As desacelerações prolongadas são a queda da frequência cardíaca fetal por mais de 2 minutos, com mínimo de 15 bpm. Caso dure mais de 10 minutos, indica mudança da linha de base e pode ser devido a compressão ou prolapso de cordão, descolamento prematuro da placenta e ruptura uterina. Alguns eventos transitórios como analgesia, toque vaginal, taquissistolia podem ocasioná-las. Em casos duvidosos, pode-se realizar hidratação materna, mudança de decúbito e suspensão imediata em caso de infusão de ocitocina.
A cardiotocografia anteparto de repouso, também conhecida como basal ou sem estresse, é chamada de MAP, tendo resultado reativo se mais de 2 acelerações transitórias em 20 minutos ou não reativo se não for registrada nenhuma aceleração transitória em 40 minutos. Muitas são as taxas de falso positivo, ocasionando exames adicionais, mas é baixa a taxa de falso negativo. Avaliada a partir das 32 semanas, com evidencia de oxigenação fetal normal, independentemente do tempo necessário para demonstrar a reatividade.

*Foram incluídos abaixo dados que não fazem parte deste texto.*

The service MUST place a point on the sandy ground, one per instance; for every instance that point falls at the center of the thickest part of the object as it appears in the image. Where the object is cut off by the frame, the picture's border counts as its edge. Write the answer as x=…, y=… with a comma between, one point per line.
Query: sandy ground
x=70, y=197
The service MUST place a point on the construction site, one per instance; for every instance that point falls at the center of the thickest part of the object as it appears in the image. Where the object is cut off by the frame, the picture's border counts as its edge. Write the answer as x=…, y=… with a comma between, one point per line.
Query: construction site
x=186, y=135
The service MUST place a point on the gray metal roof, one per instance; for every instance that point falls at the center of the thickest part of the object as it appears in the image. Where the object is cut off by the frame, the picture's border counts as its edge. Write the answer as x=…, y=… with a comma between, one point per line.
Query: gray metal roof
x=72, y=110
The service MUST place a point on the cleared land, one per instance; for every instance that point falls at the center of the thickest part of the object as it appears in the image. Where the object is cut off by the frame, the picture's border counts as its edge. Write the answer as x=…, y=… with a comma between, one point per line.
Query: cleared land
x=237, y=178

Ao se deparar com um resultado não reativo, saber que até 60% pode ser um falso positivo e, assim, deve ser feita avaliação adicional. Dependendo da hiporreatividade, deve-se repetir o teste em meia hora, estimular de forma vibroacústica e avaliar fatores causadores da hiporreatividade, como fumar próximo ao teste.
Já na cardiotocografia de estresse, também chamada de teste de Pose, induz-se contração uterinas com ocitocina. Atualmente em desuso, devido contraindicações relativas, como estímulo da contração em paciente com contraindicação para parto vaginal. Além disso, é de difícil execução se comparado ao teste sem estresse.

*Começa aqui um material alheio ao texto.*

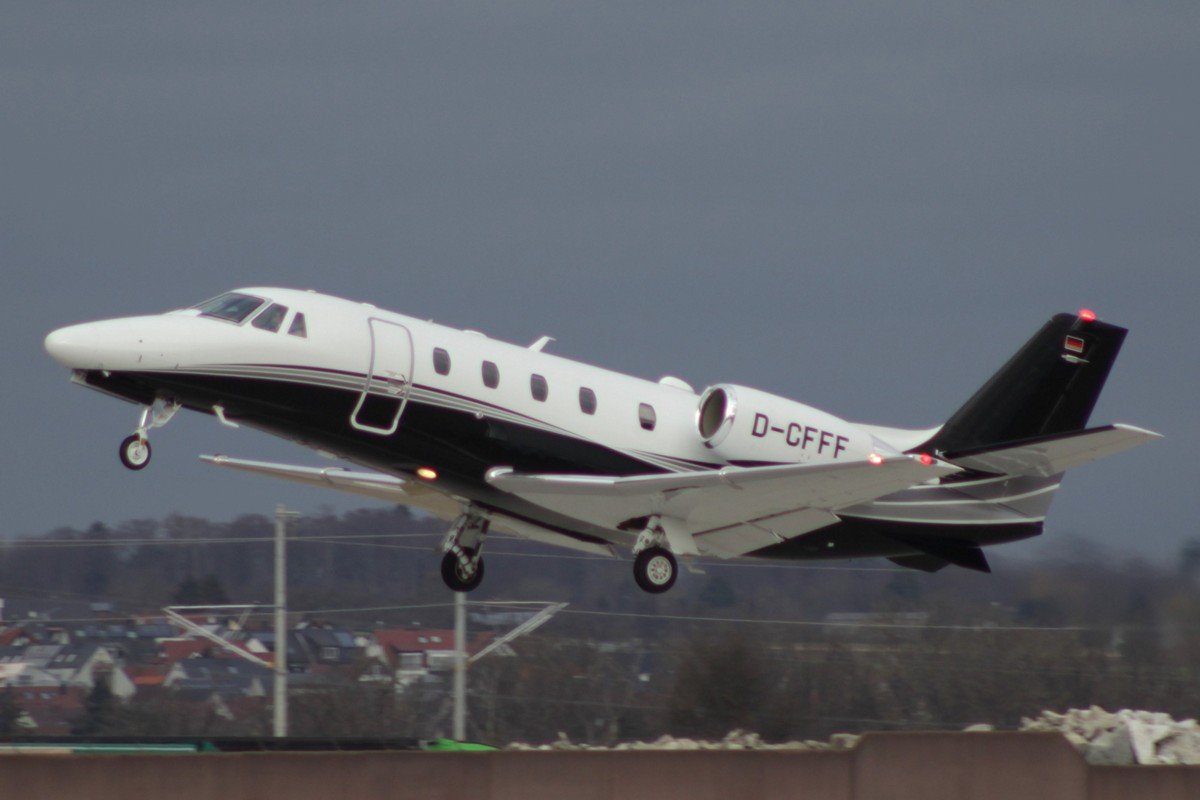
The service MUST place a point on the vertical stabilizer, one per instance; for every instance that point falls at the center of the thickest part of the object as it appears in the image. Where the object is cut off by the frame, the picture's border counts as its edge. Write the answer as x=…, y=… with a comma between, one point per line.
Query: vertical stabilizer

Desde 2008, a intraparto possui 3 classificações em I, II e III. A I é preditivo de bem-estar fetal, a II é quando há indicação de avaliação complementar e a III é quando há desaceleração tardia recorrente, variável recorrente (mais de 50% das contrações), bradicardia ou padrão sinusoidal com alto risco para hipoxemia fetal e consequente acidemia fetal.